Question

A shunt of resistance \[1{\text{ }}\Omega \] is connected across a galvanometer of \[120{\text{ }}\Omega \] resistance. A current of \[5.5{\text{ A }}\] gives full-scale deflection in the galvanometer. The current that will give full-scale deflection in the absence of the shunt is nearly:
A) \[5.5{\text{ A }}\]
B) \[0.5{\text{ A }}\]
C) \[0.004{\text{ A }}\]
D)\[0.045{\text{ A }}\]

Answer 1

Hint: In an ammeter, a galvanometer and a shunt resistance are connected in parallel. The current that will give full-scale deflection in the absence of the shunt is nearly equal to the current through the galvanometer when the shunt is connected.
Formula used: In this solution, we will use the following formula:
${I_g} = \dfrac{{IS}}{{G + S}}$ where $I$ is the current and $S$ is the resistance of the shunt and $G$ is the resistance of the galvanometer.

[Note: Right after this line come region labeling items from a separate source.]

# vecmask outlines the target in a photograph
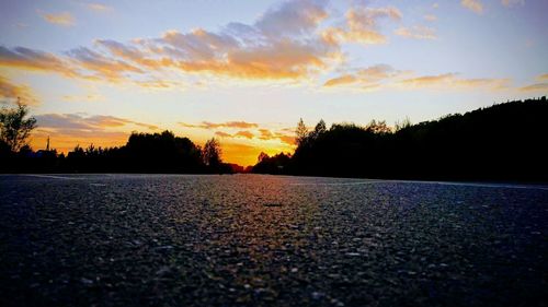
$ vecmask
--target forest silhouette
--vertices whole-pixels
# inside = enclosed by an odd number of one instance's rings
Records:
[[[323,120],[296,129],[293,154],[261,153],[247,172],[275,175],[423,180],[548,181],[546,97],[509,102],[464,115],[390,128]],[[217,140],[204,147],[170,131],[129,135],[119,147],[83,149],[67,155],[34,152],[0,141],[1,173],[231,174],[243,167],[221,161]]]
[[[423,180],[548,180],[546,97],[411,125],[321,120],[297,127],[293,155],[260,155],[253,173]]]

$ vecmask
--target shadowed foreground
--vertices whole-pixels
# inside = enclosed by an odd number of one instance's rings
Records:
[[[0,176],[2,306],[546,306],[548,188]]]

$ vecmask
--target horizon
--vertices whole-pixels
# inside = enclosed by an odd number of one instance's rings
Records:
[[[299,118],[416,123],[548,93],[543,1],[0,5],[0,98],[31,106],[35,150],[170,130],[248,166],[292,152]]]

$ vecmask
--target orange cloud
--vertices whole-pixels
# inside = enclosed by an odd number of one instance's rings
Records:
[[[202,121],[202,123],[198,125],[192,125],[192,123],[185,123],[185,122],[179,122],[179,125],[186,127],[186,128],[199,128],[199,129],[217,129],[217,128],[240,128],[240,129],[247,129],[247,128],[256,128],[259,125],[254,122],[247,122],[247,121],[226,121],[226,122],[209,122],[209,121]]]
[[[236,132],[235,137],[241,137],[241,138],[246,138],[246,139],[253,139],[253,137],[255,137],[255,135],[251,131],[242,130],[242,131]]]
[[[92,11],[105,12],[111,11],[112,8],[102,3],[87,3],[85,7]]]
[[[548,73],[540,74],[536,78],[538,81],[548,81]]]
[[[60,57],[24,47],[9,49],[0,46],[0,67],[57,72],[68,78],[78,76],[75,68]]]
[[[548,93],[548,83],[536,83],[527,86],[520,87],[521,92],[547,92]]]
[[[525,0],[501,0],[502,5],[512,8],[515,5],[525,5]]]
[[[38,98],[33,91],[24,84],[14,84],[7,78],[0,75],[0,104],[4,102],[14,103],[21,98],[26,105],[37,105]]]
[[[220,138],[232,138],[232,134],[222,131],[215,131],[215,135]]]
[[[400,27],[393,32],[396,35],[415,39],[436,39],[436,32],[432,27],[415,25]]]
[[[132,82],[135,74],[161,81],[155,73],[164,70],[247,80],[307,79],[341,57],[340,46],[316,31],[328,16],[326,5],[321,1],[288,1],[266,11],[252,25],[230,23],[219,32],[168,31],[161,37],[128,44],[99,39],[94,48],[79,47],[64,56],[28,49],[34,54],[20,55],[24,54],[21,47],[2,47],[0,57],[3,66],[109,82]],[[89,7],[104,9],[101,4]],[[372,12],[368,14],[378,14]],[[49,59],[42,61],[46,56]],[[156,85],[165,88],[165,84]]]
[[[461,0],[460,5],[477,14],[481,14],[483,12],[483,4],[479,0]]]
[[[355,71],[352,74],[344,74],[328,80],[323,86],[333,87],[342,85],[359,85],[362,90],[374,90],[380,87],[383,81],[397,78],[404,72],[397,71],[387,64],[376,64]]]
[[[61,12],[57,14],[42,13],[42,17],[48,23],[61,26],[71,26],[76,23],[75,17],[69,12]]]
[[[461,88],[477,87],[488,90],[503,90],[509,87],[509,79],[460,79],[455,73],[424,75],[400,81],[398,84],[407,88],[437,87]]]
[[[426,14],[426,15],[424,15],[424,20],[429,21],[429,22],[435,22],[435,21],[437,21],[437,16],[434,14]]]
[[[106,128],[119,128],[127,126],[144,127],[149,130],[158,129],[155,125],[134,121],[130,119],[94,115],[82,116],[79,114],[43,114],[35,116],[38,127],[47,130],[55,130],[64,134],[78,135],[78,133],[102,133]]]
[[[323,86],[330,87],[330,86],[339,86],[339,85],[345,85],[345,84],[353,84],[359,81],[355,75],[352,74],[344,74],[338,78],[333,78],[328,80]]]

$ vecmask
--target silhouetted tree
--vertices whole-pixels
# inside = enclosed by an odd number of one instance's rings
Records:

Complete step by step answer:
As we discussed in the hint, the current that will give full-scale deflection in the absence of the shunt is equal to the current through the galvanometer when the shunt is connected.
The current in the galvanometer when the shunt is connected will be equal to
${I_g} = \dfrac{{IS}}{{G + S}}$ where ${I_g}$ is the current that gives full-scale deflection in the galvanometer and $I$ is the current in the galvanometer which gives full-scale deflection in the galvanometer when the shunt is connected.
Hence the current will be
${I_g} = \dfrac{{5.5 \times 1}}{{120 + 1}}$
$ \Rightarrow {I_g} = 0.045\,A$
This will also be the current in the galvanometer when the shunt is removed that will provide full deflection.

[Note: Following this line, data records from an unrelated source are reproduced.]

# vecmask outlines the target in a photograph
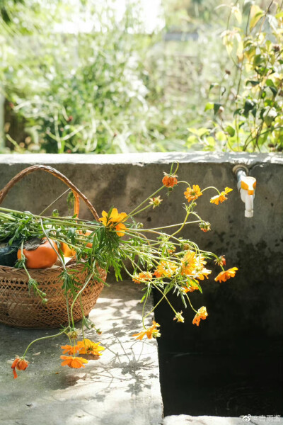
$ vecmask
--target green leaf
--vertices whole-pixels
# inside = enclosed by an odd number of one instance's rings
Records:
[[[258,86],[258,84],[260,84],[260,81],[258,81],[256,80],[248,80],[246,82],[246,85],[248,86],[248,84],[251,84],[252,86]]]
[[[257,4],[253,4],[250,8],[250,31],[256,26],[265,12]]]
[[[204,110],[209,110],[209,109],[213,109],[213,103],[212,102],[208,102],[205,105]]]
[[[245,106],[243,108],[243,115],[245,115],[245,117],[248,118],[248,113],[250,112],[250,110],[253,109],[254,106],[255,106],[255,103],[253,102],[253,101],[250,101],[250,99],[247,99],[246,101]]]
[[[219,110],[219,108],[222,106],[221,103],[214,103],[213,109],[214,110],[214,115],[216,115],[217,112]]]
[[[227,132],[231,137],[235,135],[235,129],[231,125],[228,125],[226,128],[225,131]]]

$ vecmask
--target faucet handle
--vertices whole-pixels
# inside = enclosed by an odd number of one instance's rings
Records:
[[[241,188],[248,191],[248,195],[254,195],[256,186],[256,179],[254,177],[245,176],[241,181]]]

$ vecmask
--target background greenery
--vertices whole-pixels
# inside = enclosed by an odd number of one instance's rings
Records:
[[[283,13],[255,3],[163,0],[149,33],[139,1],[0,0],[0,152],[282,150]]]

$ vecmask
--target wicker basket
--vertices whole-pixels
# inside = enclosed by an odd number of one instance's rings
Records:
[[[0,204],[10,188],[24,176],[35,171],[42,170],[64,181],[72,191],[75,197],[74,214],[79,211],[79,198],[81,198],[91,211],[96,220],[98,214],[86,196],[63,174],[44,165],[36,165],[25,169],[0,191]],[[88,271],[84,270],[83,264],[70,264],[67,268],[72,270],[76,275],[76,279],[84,283]],[[21,328],[55,328],[68,324],[68,314],[66,297],[62,290],[62,283],[59,280],[62,267],[29,269],[31,277],[36,280],[38,287],[47,294],[48,302],[42,304],[39,297],[29,294],[26,273],[23,269],[0,266],[0,322]],[[91,280],[81,294],[81,302],[84,315],[86,316],[95,305],[106,280],[106,272],[98,268],[98,271],[101,280]],[[69,300],[72,303],[71,298]],[[73,308],[75,322],[81,320],[82,312],[78,299]]]

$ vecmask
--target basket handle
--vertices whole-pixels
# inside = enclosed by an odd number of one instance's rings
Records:
[[[75,185],[73,184],[71,181],[70,181],[69,178],[66,177],[66,176],[64,176],[55,169],[52,168],[52,166],[49,166],[47,165],[33,165],[18,173],[18,174],[13,177],[13,178],[6,185],[6,186],[3,188],[1,191],[0,191],[0,204],[2,203],[5,196],[6,196],[9,190],[14,186],[14,184],[18,183],[18,181],[21,180],[25,176],[27,176],[28,174],[30,174],[33,171],[37,171],[37,170],[47,171],[47,173],[52,174],[52,176],[54,176],[57,178],[59,178],[62,181],[63,181],[67,186],[69,186],[71,188],[71,191],[74,193],[74,196],[75,197],[74,215],[76,215],[77,217],[79,215],[79,198],[81,198],[88,207],[88,210],[91,212],[96,220],[99,221],[99,217],[95,208],[91,205],[86,196],[85,196],[83,193],[82,193],[75,186]]]

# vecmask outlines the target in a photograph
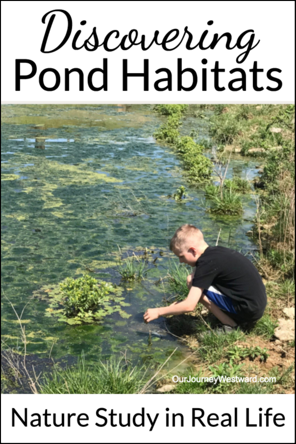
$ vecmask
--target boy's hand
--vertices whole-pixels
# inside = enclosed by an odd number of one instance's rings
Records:
[[[159,310],[158,308],[148,308],[146,310],[143,316],[144,318],[144,322],[148,324],[150,321],[153,321],[154,319],[158,319],[160,316]]]

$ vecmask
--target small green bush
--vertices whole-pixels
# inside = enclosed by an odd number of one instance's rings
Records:
[[[109,361],[91,365],[85,363],[84,355],[78,363],[62,369],[55,366],[45,374],[41,382],[43,394],[137,393],[146,382],[143,367],[123,363],[123,357],[111,357]]]
[[[213,214],[230,216],[242,214],[243,211],[241,195],[230,190],[224,190],[223,196],[217,194],[211,196],[211,206],[207,211]]]
[[[89,275],[77,279],[68,278],[60,286],[66,298],[66,316],[82,317],[95,310],[114,289],[111,284],[99,281]]]
[[[188,295],[187,276],[190,273],[184,264],[176,265],[174,263],[168,271],[170,288],[177,301],[183,301]]]
[[[211,133],[218,143],[231,144],[242,128],[241,122],[233,114],[214,115],[211,119]]]
[[[180,114],[182,112],[185,112],[188,108],[188,105],[162,104],[155,105],[153,109],[164,115],[173,115],[174,114]]]
[[[187,195],[186,191],[186,189],[185,187],[183,185],[181,185],[180,187],[177,188],[177,191],[173,194],[173,197],[177,201],[182,200],[185,199]]]
[[[233,191],[237,191],[243,194],[248,193],[251,190],[250,185],[246,179],[242,179],[239,176],[234,176],[232,179],[226,179],[224,182],[224,186]]]
[[[136,261],[135,261],[136,260]],[[148,269],[146,267],[146,261],[139,259],[136,256],[127,257],[123,260],[117,262],[117,270],[121,275],[123,280],[131,282],[140,281],[147,274]]]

Hence the correct choice is option (D).

Note: We should not confuse between the current in the circuit that will give full-scale deflection in the presence of the shunt and the absence of the shunt. This is because the shunt is connected in parallel with the galvanometer which will change the amount of current in the galvanometer which will then affect the direction of the deflection of the galvanometer.